ŠKODA raised the curtain from their new SUPERB flagship back in early October and are now adding further momentum with the arrival of their first plug-in hybrid called the SUPERB iV. At a glance the iV may seem indistinguishable from any other new SUPERB; however, the SUPERB iV conceals an electric motor with a power output of 85 kW (115 bhp), capable of travelling up to 62 km on pure electric power as confirmed in the WLTP test cycle. In E-mode, the SUPERB iV becomes a zero-emission vehicle – perfect for short daily commutes. The SUPERB iV’s also possesses a 1.4 TSI petrol engine, delivering 115 kW (156 bhp). Combined, the new hybrid drive system boasts up to 930 km of range without refuelling. Apart from some subtle exterior changes, the main differences to the SUPERB iV are technological. The SUPERB iV, like all hybrid arrangements, has two power sources. When both power units are working simultaneously, the SUPERB iV has a combined power output of 160 kW (218 bhp).
The electric motor acts as an additional boost, providing dynamic driving performance and a 0 to 100 km/h acceleration time of just 7.7 seconds. Driving Mode Select is another innovation fitted to the SUPERB iV as standard and permits the driver to alter the vehicles driving characteristics and comfort settings by varying the steering, transmission and Dynamic Chassis Control (DCC). In addition to Sport mode, drivers can also select E-mode and Hybrid mode. In E-mode, the SUPERB iV is powered entirely by the electric motor. It can travel almost silently and accelerate from 0 to 60 km/h in 5.0 seconds. For safety, an E-noise sound generator creates a unique sound to alert pedestrians and cyclists. In Hybrid mode, both power units work together, and their interplay is automatically controlled electronically. This delivers combined consumption of 1.5 l of petrol per 100 km and 14.0 to 14.5 kWh per 100 km, which corresponds to CO2 emissions of 33 to 35 g/km. Annual road tax is €170.
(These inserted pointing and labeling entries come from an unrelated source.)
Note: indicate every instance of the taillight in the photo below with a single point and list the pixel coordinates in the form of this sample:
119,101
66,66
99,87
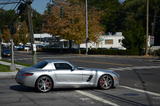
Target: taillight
27,74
A lithium-ion battery is built into the chassis floor in front of the rear axle of the SUPERB iV. It stores the power required for electric drive and also powers the Climatronic air-conditioning system and heating, that can be programmed remotely using the ŠKODA Connect mobile app. The SUPERB iV can be charged in four different ways. It can be fully charged in about three and a half hours using the Mode 3 charging cable and a wall box with a charging output of 3.6 kW. Using the Mode 2 cable together with a standard household three pin plug socket, it is possible to charge the battery in approximately five hours.
While in motion, the SUPERB iV can charge its battery or maintain the battery level using regenerative braking and also power from the petrol engine. The SUPERB iV is offered in Liftback (saloon) and Combi (estate) across four specification levels Ambition, Style, SportLine and L&K. Compared to the standard SUPERB, the iV is supplied with Dynamic Chassis Control (DCC), as well as the most modern MIB infotainment systems coupled to digital dashboard displays. Prices start from €41,850 (excluding delivery charges and inclusive of government grants). The popularity of hybrid and plug-in hybrid vehicles is evident with sales doubling in Ireland in the past two years to a forecasted 11,550 vehicles in 2019.Commenting, John Donegan, Brand Director, ŠKODA Ireland “ŠKODA’s electric journey starts today with the SUPERB iV. The SUPERB iV offers the best of both worlds. The ability to plug-in and charge at home or work, means commuters in Naas, Drogheda, Navan or Greystones travelling to Dublin daily have the potential to commute, powered entirely by electricity. Plug-in hybrid vehicles offer significant advantages over so-called “self-charging hybrids” including significantly lower CO2 emissions and superior fuel economy.”
ŠKODA Ireland has advised customers to place their orders early to avoid disappointment as availability will be limited to 250 units next year.